Technical Operations, System Operations Administrator at The Walt Disney Company
The Systems Operations team’s mission is to provide resiliency and availability of the critical infrastructure in our various data centers and co-locations that power the media distribution of all of Disney Streaming’s world-class products.
The Sysops System Administrator is the cornerstone of the System Operations team. We are a 24x7x365 team tasked with watching over our monitoring tools looking out vigilantly for issues that could crop up in our infrastructure. If an issue is found, we provide initial triage and escalation using our curated documentation. When not dealing with any active issues, time is spent improving our documentation as well as our processes.
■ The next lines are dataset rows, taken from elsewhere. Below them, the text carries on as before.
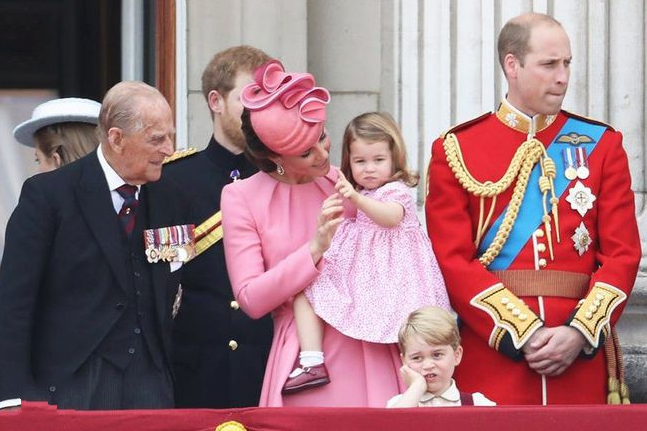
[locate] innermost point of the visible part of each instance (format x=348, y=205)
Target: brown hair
x=377, y=127
x=70, y=140
x=220, y=73
x=433, y=324
x=514, y=37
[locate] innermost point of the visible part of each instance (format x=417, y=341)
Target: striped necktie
x=128, y=210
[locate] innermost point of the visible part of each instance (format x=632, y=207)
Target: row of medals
x=579, y=196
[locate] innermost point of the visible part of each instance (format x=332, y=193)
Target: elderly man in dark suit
x=85, y=320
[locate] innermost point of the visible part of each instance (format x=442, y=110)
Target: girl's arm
x=385, y=214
We are the interface point for many of the engineering teams and outside third party providers of hardware and services.
- Monitor for and react to alerts within the environment providing level 1 support
- Provide clear communication/escalation/follow up/closure of alerts and maintenances to multiple teams within the organization
- Support various engineering and other internal teams involved with maintaining our server infrastructure
- Complete general day to day tickets (user add/removal, monitoring adjustments, general permission related issues, etc.)
- Support high profile content releases and events
- Write and improve team knowledgebase
Basic Qualifications :
- 1+ years of systems administration experience with a UNIX operating system (Centos, Ubuntu, Solaris, etc..)
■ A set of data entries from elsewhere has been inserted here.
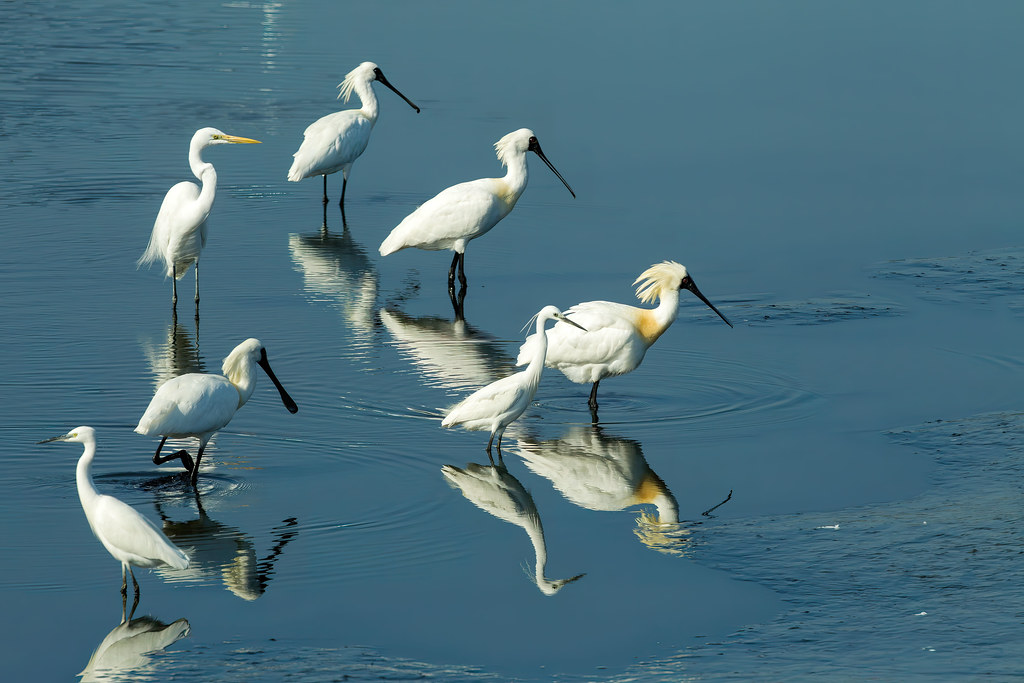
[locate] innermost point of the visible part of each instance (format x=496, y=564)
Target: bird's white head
x=77, y=435
x=365, y=73
x=516, y=142
x=659, y=278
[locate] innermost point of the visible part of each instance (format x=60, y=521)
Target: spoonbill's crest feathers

- Familiarity with Ansible
- Familiarity with version control tools (Github)
- Familiarity with monitoring tools such as Icinga, Nagios, Sensu, Datadog
- Familiarity with at least one of the following languages (Bash, Python, GoLang)
- Have familiarity with task ticketing systems (JIRA, SNOW)
- Comfortable with hardware OOB user interfaces (Dell, Super Micro)
- Comfortable with basic network and DNS concepts.
- Comfortable with web, proxy, and application servers (Jetty, Tomcat, Varnish, Apache, Nginx)
- Strong problem solving and time management skills
- Familiarity with Amazon Web Services
- Experience with Splunk, Graphana, ELK
- Experience with Docker, Kubernetes, Terraform, AWX
- Experience with Datadog / New Relic